7. Third-Party Data Processors
| Service | Purpose | Data Shared |
|---|---|---|
| Amazon Web Services (AWS) | Cloud infrastructure | Authentication data, encrypted backups, temporary AI job data |
| Google Gemini AI | AI analysis | Temporarily: photos, health context |
| RevenueCat | Subscription management | Anonymous app user ID, subscription status |
| Expo | Push notification delivery | Push tokens, notification content |
| PostHog | Session monitoring, error capture | Anonymous usage data |
| Sentry | Error monitoring | Application error logs |
| Social Identity Providers | Authentication | Email, name (via OAuth/Cognito) |
| Oura | Wearable data integration | Health metrics (user-authorized OAuth) |
8. Advertising
We do NOT display advertisements in the App. We do NOT sell, rent, or share your personal data with advertisers or ad networks. We do NOT use your data for targeted advertising.
9. Data Retention
- On-device data: Persists until you delete the app or use Reset Journey
- AI uploads (photos): Automatically deleted within 15 minutes
- AI job records: Expire and are deleted after 1 hour
- Onboarding sessions: Expire after 14 days
- Cloud Sync backups: Persist until you delete them via Reset Journey or request deletion
- Push notification tokens: Retained while your account is active
- Cognito account: Retained until you request deletion
10. Your Rights
For all users:
- Access: Download all your data through the App
- Deletion: Delete all your data using the Reset Journey feature, or contact us
- Portability: Export your data from the App
Additional rights for EU/EEA residents (GDPR):
- Rectification: Request correction of inaccurate data
- Restriction: Request restriction of processing
- Object: Object to processing based on legitimate interest
- Withdraw Consent: Withdraw consent at any time (without affecting prior processing)

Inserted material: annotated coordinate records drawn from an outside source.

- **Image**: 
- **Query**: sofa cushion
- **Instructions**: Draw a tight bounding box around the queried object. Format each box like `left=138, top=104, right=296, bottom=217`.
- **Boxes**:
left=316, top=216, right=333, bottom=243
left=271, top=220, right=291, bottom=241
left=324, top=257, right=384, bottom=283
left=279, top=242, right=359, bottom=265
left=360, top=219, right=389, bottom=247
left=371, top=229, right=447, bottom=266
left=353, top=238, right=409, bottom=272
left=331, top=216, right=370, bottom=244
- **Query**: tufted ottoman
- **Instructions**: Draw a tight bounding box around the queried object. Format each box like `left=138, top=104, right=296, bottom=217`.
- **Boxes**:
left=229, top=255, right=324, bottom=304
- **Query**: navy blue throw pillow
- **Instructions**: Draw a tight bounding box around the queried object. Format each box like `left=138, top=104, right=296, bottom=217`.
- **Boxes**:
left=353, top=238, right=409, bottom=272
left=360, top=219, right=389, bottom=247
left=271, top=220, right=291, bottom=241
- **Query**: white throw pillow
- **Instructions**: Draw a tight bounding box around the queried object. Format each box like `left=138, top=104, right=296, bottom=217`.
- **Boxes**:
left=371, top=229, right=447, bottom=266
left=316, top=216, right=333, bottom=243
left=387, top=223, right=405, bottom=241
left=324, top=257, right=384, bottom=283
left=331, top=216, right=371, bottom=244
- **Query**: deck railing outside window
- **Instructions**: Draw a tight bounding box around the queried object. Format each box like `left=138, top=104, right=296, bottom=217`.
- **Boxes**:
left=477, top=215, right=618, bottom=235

- Complaint: Lodge a complaint with your local Data Protection Authority
Additional rights for California residents (CCPA):
- Know: Request disclosure of personal information collected
- Delete: Request deletion of personal information
- Non-Discrimination: We will not discriminate against you for exercising your rights
- Opt-Out of Sale: We do NOT sell personal information
To exercise any of these rights, contact us at hello@thriveupwellness.com or use the in-app data management features.
11. Data Security
- All data in transit is protected with TLS encryption
- Server-side data is encrypted with AES-256
- Cloud Sync backups use server-side encryption in AWS S3
- AI processing is proxied through our secure servers (API keys never exposed to client)

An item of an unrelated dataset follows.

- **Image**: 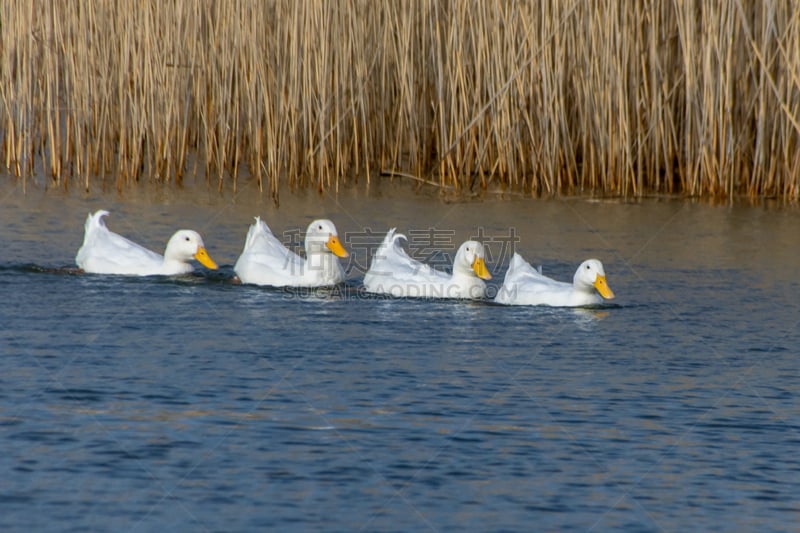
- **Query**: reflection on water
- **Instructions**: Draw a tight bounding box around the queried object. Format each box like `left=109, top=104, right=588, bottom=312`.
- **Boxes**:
left=0, top=180, right=800, bottom=531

- Authentication tokens are stored in device secure storage (iOS Keychain / Android Keystore)
- No user passwords are stored (social sign-in only)

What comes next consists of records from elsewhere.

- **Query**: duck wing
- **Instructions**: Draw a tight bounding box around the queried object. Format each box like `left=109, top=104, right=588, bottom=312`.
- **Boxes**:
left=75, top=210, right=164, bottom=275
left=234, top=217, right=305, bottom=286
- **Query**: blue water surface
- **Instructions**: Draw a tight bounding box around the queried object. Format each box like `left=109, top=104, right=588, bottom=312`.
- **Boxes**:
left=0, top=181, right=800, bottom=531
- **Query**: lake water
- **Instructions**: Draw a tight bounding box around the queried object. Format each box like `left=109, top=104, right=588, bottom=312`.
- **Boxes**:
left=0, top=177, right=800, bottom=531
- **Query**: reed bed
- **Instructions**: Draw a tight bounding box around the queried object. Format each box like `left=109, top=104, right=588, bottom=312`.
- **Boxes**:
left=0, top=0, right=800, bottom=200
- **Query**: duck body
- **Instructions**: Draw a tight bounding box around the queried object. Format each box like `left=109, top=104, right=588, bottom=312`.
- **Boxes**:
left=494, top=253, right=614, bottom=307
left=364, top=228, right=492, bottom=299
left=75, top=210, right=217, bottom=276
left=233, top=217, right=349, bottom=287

- Temporary uploads are automatically purged every 15 minutes
12. International Data Transfers
Our servers are located in the United States (AWS). If you are located outside the United States, your data may be transferred to and processed in the United States. For EU/EEA residents, we rely on Standard Contractual Clauses (SCCs) approved by the European Commission and AWS’s compliance with applicable data protection frameworks.
13. Children’s Privacy
The App is not directed at children under 16 years of age. We do not knowingly collect personal information from children under 16. If you believe we have inadvertently collected such data, please contact us immediately and we will take steps to delete it.
14. Cookies and Tracking
- The App does not use cookies
- This website does not use cookies or tracking technologies
- We do not engage in cross-app or cross-site tracking
- Our iOS privacy manifest declares NSPrivacyTracking as false
15. Changes to This Policy
We may update this Privacy Policy from time to time. We will notify you of material changes through an update notice within the App and by updating the “Effective Date” at the top of this page. Your continued use of the App after changes constitutes acceptance of the updated policy.
16. Contact Us
If you have questions about this Privacy Policy or wish to exercise your rights:
Undervaluable Inc. 131 Continental Dr Newark, DE 19713 United States
Email: hello@thriveupwellness.com
For EU/EEA data protection inquiries, you may also contact your local Data Protection Authority.